[PATCH v2 net-next 02/21] net: Introduce direct data placement tcp offload

Boris Pismenny borispismenny at gmail.com
Sun Jan 31 05:40:09 EST 2021



On 14/01/2021 22:43, Eric Dumazet wrote:
> On Thu, Jan 14, 2021 at 9:19 PM Boris Pismenny <borispismenny at gmail.com> wrote:
>>
>>
>>
>> On 14/01/2021 17:57, Eric Dumazet wrote:
>>> On Thu, Jan 14, 2021 at 4:10 PM Boris Pismenny <borisp at mellanox.com> wrote:
>>>>
>>>> This commit introduces direct data placement offload for TCP.

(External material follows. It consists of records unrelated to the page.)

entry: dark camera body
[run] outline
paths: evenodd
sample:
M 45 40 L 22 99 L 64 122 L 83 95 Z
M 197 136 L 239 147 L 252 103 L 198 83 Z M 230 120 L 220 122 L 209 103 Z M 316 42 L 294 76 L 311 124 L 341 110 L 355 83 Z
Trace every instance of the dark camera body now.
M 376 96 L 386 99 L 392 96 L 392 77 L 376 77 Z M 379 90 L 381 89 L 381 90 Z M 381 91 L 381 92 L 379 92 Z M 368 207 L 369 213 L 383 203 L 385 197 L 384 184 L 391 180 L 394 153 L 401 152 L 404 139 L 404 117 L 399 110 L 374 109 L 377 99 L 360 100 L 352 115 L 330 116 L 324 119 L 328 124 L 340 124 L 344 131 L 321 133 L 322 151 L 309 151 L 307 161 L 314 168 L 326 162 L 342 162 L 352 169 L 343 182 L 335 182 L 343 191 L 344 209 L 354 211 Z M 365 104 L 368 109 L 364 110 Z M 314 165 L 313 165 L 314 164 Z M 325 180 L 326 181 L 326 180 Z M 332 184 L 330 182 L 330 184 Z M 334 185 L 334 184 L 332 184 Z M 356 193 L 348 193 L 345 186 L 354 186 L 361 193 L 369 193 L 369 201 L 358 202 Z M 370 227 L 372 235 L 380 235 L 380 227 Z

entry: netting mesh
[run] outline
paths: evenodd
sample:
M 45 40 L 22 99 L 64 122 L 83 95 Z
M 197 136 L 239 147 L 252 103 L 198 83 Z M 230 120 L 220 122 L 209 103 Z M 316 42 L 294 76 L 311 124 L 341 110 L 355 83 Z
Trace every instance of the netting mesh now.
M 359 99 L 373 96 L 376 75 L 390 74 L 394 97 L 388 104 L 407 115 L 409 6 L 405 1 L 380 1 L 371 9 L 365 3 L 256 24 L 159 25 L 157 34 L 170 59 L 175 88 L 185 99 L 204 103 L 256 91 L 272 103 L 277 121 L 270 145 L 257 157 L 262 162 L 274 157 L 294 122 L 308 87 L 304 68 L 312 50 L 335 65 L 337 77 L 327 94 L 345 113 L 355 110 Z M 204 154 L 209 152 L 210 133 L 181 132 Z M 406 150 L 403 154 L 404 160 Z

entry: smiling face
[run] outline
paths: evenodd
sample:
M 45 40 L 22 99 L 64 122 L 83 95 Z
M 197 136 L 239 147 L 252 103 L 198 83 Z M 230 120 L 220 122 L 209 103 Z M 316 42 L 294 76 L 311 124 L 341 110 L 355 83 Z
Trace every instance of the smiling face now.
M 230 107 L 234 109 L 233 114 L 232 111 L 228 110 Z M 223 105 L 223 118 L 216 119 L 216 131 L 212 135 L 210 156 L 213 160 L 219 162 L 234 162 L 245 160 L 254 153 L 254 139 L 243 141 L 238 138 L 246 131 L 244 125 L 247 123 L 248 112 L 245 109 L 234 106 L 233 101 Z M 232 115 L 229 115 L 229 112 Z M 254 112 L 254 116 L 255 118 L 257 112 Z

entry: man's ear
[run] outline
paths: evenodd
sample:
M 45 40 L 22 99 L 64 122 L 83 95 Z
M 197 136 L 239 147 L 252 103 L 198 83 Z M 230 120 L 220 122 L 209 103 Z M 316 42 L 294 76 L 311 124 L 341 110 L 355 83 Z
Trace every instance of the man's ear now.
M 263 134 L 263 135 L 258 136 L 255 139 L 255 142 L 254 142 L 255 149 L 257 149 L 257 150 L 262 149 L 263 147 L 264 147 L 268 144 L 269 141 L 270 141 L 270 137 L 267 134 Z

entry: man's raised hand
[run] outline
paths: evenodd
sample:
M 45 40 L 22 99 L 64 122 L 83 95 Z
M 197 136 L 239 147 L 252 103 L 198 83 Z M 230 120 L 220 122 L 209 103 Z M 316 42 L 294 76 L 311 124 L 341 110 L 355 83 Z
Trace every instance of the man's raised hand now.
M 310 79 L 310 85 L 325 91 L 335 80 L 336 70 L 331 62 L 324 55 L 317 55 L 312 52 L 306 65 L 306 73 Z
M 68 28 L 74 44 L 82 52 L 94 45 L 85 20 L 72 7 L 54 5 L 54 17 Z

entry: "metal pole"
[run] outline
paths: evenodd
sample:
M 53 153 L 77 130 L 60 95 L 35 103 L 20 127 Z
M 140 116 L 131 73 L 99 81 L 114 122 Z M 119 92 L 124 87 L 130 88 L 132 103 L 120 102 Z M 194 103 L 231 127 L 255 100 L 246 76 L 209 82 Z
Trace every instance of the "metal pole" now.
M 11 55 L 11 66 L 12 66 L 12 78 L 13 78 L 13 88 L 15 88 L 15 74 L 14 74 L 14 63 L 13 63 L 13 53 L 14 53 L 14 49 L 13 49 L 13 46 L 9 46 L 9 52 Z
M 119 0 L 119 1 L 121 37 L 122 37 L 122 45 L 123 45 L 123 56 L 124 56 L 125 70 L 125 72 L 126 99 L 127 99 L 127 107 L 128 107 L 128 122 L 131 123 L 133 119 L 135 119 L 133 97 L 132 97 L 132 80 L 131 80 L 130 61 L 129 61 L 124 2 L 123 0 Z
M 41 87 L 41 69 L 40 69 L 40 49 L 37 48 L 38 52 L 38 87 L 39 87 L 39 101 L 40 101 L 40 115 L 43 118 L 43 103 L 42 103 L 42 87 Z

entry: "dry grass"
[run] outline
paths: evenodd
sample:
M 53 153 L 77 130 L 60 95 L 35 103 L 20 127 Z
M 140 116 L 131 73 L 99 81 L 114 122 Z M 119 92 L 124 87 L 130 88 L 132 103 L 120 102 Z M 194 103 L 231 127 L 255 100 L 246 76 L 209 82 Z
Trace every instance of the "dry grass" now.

>>>> This capability is accompanied by new net_device operations that
>>>> configure hardware contexts. There is a context per socket, and a context per DDP
>>>> opreation. Additionally, a resynchronization routine is used to assist
>>>> hardware handle TCP OOO, and continue the offload.
>>>> Furthermore, we let the offloading driver advertise what is the max hw
>>>> sectors/segments.
>>>>
>>>> Using this interface, the NIC hardware will scatter TCP payload directly
>>>> to the BIO pages according to the command_id.
>>>> To maintain the correctness of the network stack, the driver is expected
>>>> to construct SKBs that point to the BIO pages.
>>>>
>>>> This, the SKB represents the data on the wire, while it is pointing
>>>> to data that is already placed in the destination buffer.
>>>> As a result, data from page frags should not be copied out to
>>>> the linear part.
>>>>
>>>> As SKBs that use DDP are already very memory efficient, we modify
>>>> skb_condence to avoid copying data from fragments to the linear
>>>> part of SKBs that belong to a socket that uses DDP offload.
>>>>
>>>> A follow-up patch will use this interface for DDP in NVMe-TCP.
>>>>
>>>> Signed-off-by: Boris Pismenny <borisp at mellanox.com>
>>>> Signed-off-by: Ben Ben-Ishay <benishay at mellanox.com>
>>>> Signed-off-by: Or Gerlitz <ogerlitz at mellanox.com>
>>>> Signed-off-by: Yoray Zack <yorayz at mellanox.com>
>>>> ---
>>>>  include/linux/netdev_features.h    |   2 +
>>>>  include/linux/netdevice.h          |   5 ++
>>>>  include/net/inet_connection_sock.h |   4 +
>>>>  include/net/tcp_ddp.h              | 136 +++++++++++++++++++++++++++++
>>>>  net/Kconfig                        |   9 ++
>>>>  net/core/skbuff.c                  |   9 +-
>>>>  net/ethtool/common.c               |   1 +
>>>>  7 files changed, 165 insertions(+), 1 deletion(-)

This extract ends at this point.